Obsequio, u ofrenda, en que la pareja brinda a la humanidad su bálsamo de belleza y meditación. El álbum es el fruto de una destilación del método de trabajo seguido en ‘Ghosteen’, dando más margen a la improvisación y abriendo un poco el espectro sónico con acentos de ritmo y colores instrumentales, aun colocando la narración en el centro del paisaje.

La entente de Cave y el multinstrumentista Ellis se adivina fluida e intuitiva. Aunque es la primera vez que ambos firman un álbum como dúo, son extensas sus colaboraciones a lo largo de los años, incluso más allá de los Bad Seeds, desde el grupo paralelo Grinderman (2006-13) a las bandas sonoras para películas, televisión o teatro. Trabajos estos en los que Ellis desarrolló los ‘loops’ electrónicos atmosféricos que Cave potenciaría en sus últimos álbumes y que se sitúan en el sustrato de ‘Carnage’.
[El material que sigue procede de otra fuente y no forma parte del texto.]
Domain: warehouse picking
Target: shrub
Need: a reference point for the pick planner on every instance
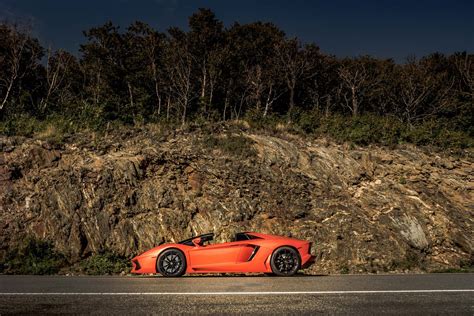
(235, 145)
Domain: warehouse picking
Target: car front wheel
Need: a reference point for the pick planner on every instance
(171, 263)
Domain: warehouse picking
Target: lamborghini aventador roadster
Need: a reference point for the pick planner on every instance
(249, 252)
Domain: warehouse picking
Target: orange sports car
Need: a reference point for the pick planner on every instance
(249, 252)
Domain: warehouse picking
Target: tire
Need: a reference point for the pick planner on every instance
(285, 261)
(171, 263)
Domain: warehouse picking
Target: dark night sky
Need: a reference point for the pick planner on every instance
(345, 28)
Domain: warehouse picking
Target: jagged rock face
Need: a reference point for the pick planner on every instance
(365, 209)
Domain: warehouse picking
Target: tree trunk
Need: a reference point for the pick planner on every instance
(168, 104)
(7, 94)
(130, 93)
(355, 105)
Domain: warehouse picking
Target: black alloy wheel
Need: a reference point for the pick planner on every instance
(171, 263)
(285, 261)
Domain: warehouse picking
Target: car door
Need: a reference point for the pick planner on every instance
(217, 257)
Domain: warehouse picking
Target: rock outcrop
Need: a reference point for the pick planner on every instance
(368, 209)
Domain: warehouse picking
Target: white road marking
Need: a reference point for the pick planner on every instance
(233, 293)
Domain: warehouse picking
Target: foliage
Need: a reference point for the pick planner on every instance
(210, 74)
(235, 145)
(33, 257)
(106, 262)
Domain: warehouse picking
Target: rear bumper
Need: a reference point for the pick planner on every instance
(307, 261)
(145, 264)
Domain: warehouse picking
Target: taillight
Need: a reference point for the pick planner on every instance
(137, 264)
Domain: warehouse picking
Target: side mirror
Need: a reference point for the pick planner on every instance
(197, 242)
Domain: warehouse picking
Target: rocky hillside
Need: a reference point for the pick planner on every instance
(366, 209)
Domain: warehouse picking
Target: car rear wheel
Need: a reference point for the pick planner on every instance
(285, 261)
(171, 263)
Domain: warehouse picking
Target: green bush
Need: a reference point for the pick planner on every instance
(235, 145)
(33, 257)
(106, 262)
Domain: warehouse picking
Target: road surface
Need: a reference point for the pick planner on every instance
(346, 294)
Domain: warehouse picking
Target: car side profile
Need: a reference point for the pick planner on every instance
(249, 252)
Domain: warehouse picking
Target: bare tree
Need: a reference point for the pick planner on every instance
(421, 93)
(179, 67)
(294, 64)
(465, 67)
(354, 76)
(19, 58)
(56, 68)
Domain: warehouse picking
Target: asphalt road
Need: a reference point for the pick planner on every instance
(350, 294)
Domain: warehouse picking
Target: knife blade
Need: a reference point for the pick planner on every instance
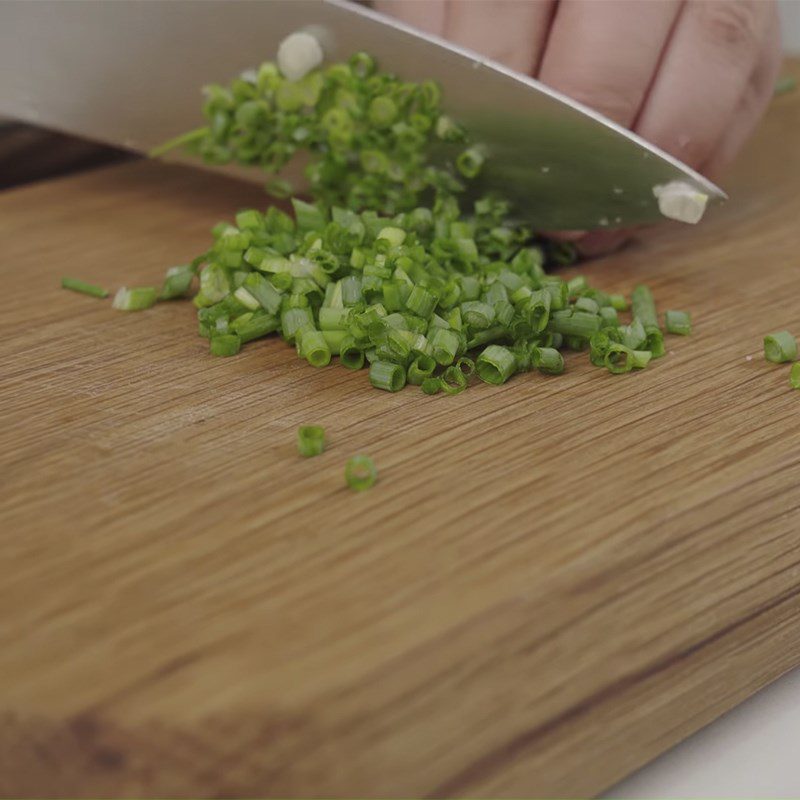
(129, 73)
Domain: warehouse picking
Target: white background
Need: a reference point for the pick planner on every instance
(790, 17)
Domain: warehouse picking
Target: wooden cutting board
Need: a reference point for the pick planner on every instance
(552, 582)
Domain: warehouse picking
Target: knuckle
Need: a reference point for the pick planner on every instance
(733, 24)
(617, 101)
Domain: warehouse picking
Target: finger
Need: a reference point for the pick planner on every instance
(512, 32)
(751, 107)
(712, 54)
(426, 15)
(605, 54)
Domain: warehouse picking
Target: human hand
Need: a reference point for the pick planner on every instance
(691, 76)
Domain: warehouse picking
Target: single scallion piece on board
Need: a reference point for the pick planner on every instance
(618, 358)
(360, 473)
(643, 306)
(422, 367)
(76, 285)
(387, 376)
(135, 299)
(780, 347)
(794, 376)
(453, 380)
(310, 440)
(678, 322)
(495, 364)
(547, 360)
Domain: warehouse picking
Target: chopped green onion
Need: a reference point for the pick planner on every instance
(495, 365)
(466, 365)
(678, 322)
(421, 302)
(547, 360)
(477, 315)
(360, 473)
(350, 354)
(794, 376)
(422, 367)
(75, 285)
(315, 348)
(310, 440)
(634, 335)
(135, 299)
(618, 302)
(176, 282)
(608, 317)
(780, 347)
(445, 345)
(640, 358)
(644, 307)
(227, 344)
(387, 261)
(654, 341)
(577, 323)
(387, 376)
(432, 385)
(587, 304)
(255, 326)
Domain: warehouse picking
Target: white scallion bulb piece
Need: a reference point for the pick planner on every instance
(298, 54)
(681, 201)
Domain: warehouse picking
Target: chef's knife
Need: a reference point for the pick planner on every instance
(129, 73)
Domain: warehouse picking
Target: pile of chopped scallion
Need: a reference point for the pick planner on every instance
(390, 266)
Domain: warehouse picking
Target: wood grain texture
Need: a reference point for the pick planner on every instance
(552, 582)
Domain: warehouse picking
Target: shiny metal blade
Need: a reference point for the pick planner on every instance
(129, 73)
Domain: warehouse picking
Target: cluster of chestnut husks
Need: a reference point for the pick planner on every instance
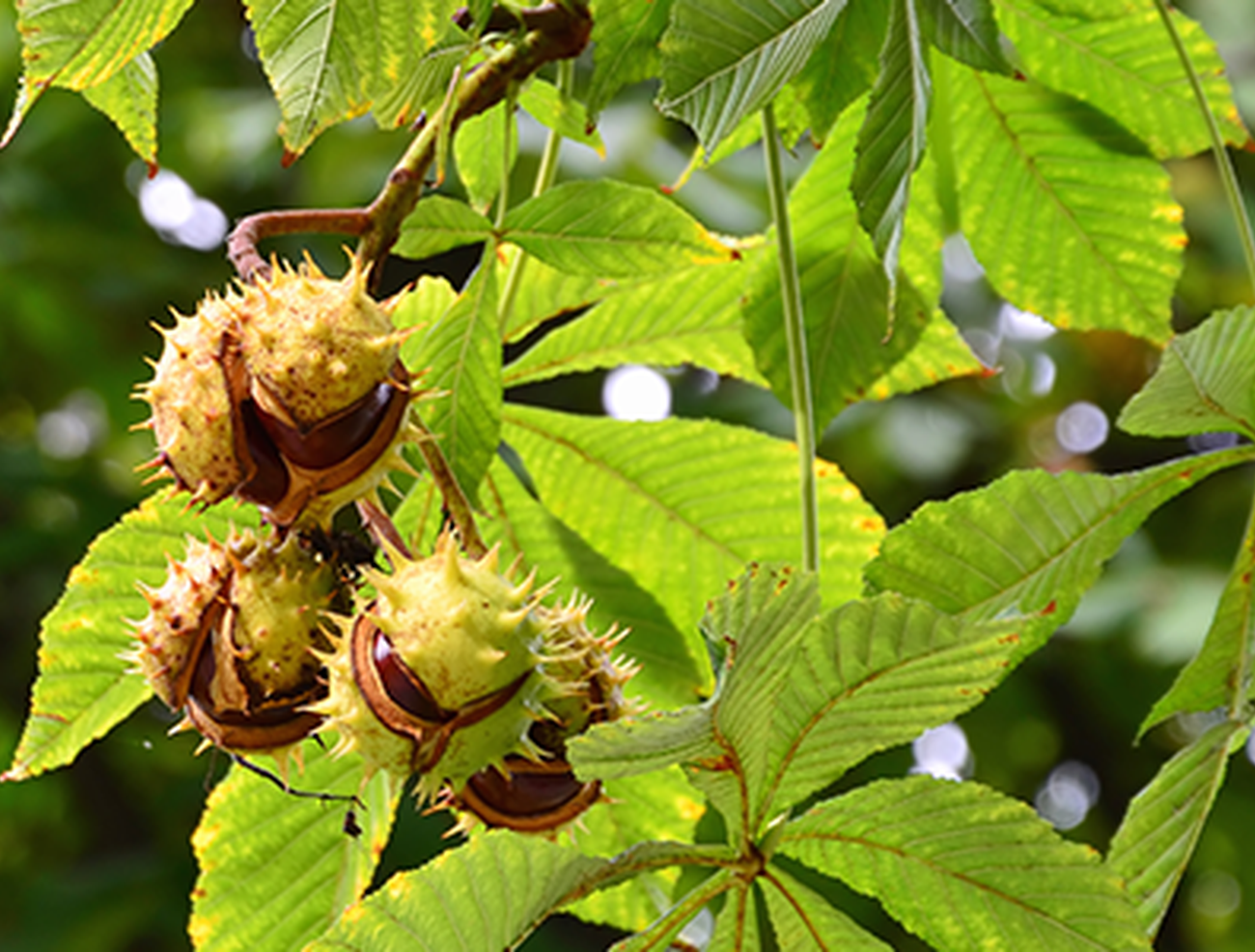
(290, 395)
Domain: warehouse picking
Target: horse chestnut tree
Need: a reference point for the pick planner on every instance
(656, 736)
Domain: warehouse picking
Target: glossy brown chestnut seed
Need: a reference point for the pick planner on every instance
(530, 798)
(339, 436)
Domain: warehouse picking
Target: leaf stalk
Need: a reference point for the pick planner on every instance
(795, 338)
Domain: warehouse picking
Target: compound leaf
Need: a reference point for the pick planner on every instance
(486, 894)
(666, 502)
(1003, 876)
(1067, 213)
(610, 229)
(1205, 382)
(1030, 542)
(723, 61)
(84, 687)
(277, 871)
(1157, 835)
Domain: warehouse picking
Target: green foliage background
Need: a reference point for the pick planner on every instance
(82, 275)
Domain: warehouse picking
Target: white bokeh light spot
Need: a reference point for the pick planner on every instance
(942, 752)
(179, 215)
(1082, 427)
(1066, 797)
(636, 392)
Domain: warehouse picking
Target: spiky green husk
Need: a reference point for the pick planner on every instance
(460, 626)
(313, 346)
(172, 633)
(191, 408)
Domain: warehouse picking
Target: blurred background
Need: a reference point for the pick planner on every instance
(97, 856)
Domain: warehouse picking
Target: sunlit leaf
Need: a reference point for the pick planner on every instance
(84, 687)
(1030, 542)
(643, 742)
(724, 61)
(276, 871)
(670, 673)
(462, 351)
(626, 36)
(1078, 229)
(611, 229)
(871, 675)
(548, 292)
(844, 66)
(319, 57)
(894, 132)
(846, 295)
(480, 150)
(1130, 70)
(1210, 680)
(417, 63)
(1157, 836)
(439, 224)
(486, 894)
(129, 99)
(803, 921)
(1004, 878)
(1205, 382)
(563, 115)
(966, 30)
(76, 45)
(668, 502)
(691, 317)
(736, 930)
(659, 806)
El halo místico envuelve la obra desde la primera canción, «Hand of God», que camina desde la serenidad asistida por el piano hacia una marejada ansiosa, con cuerdas de brillo sobrenatural, mientras Cave advierte de la «mano de Dios / que viene del cielo», pasando del sordo monólogo interior al grito repetitivo. La inquietud crece en «Old time», pieza asentada en oscuras tramas electrónicas, con el roce del violín, que Cave entona con creciente desasosiego. Pieza intranquila, de texto entre ensoñador y reflejo de episodios pasados: «Belleza lunática bajo una luna de agua / te fundes con la piscina del hotel / ‘By the time I get to Phoenix’ en la radio», canta aludiendo al clásico de Jimmy Webb de los años 60, que Glen Campbell hizo suyo («la mayor ‘torch song’ de la historia», dijo un día Frank Sinatra).

La pieza titular, «Carnage», la que más costó terminar según sus autores, proyecta al Cave balsámico, acaso en busca de la curación del alma, cobrando altura de la mano de los coros angelicales. Cierto ánimo purificador. En contraste, el paso severo, de reminiscencias industriales, sobre el que se alza «White elephant», el tema más convulso, de canto airado y coros con resonancias del viejo góspel.

Las aguas tienden a calmarse a partir de la apacible «Alburquerque», asentada en el diálogo de las sencillas notas de piano con las bases orquestales del sintetizador. Cave suplicante, rompiéndose por dentro cuando apunta a las palabras de la madre a su hijo, legibles en clave de confinamiento.

Ese Cave deconstruido, buscando la esencia ascética de la canción, llega a su último puerto en «Balcony man», la pieza más ‘minimal’, donde parece desmitificar su propia figura cuando canta: «soy el hombre del balcón, soy Fred Astaire / Crees que tengo un plan hasta que llego a las escaleras».

Las palabras que cierran el tema y el álbum («lo que no te mata solo te vuelve más loco») bien pueden acompañarnos en estos días dislocados. Culminan una obra de recogimiento trascendente, con sus alegorías alucinadas y su fondo de esperanza; serena, pero con brotes de furia. La respuesta de Nick Cave a lo más imprevisto, llevando el dolor y el desconcierto a una estación avanzada de su arte musical.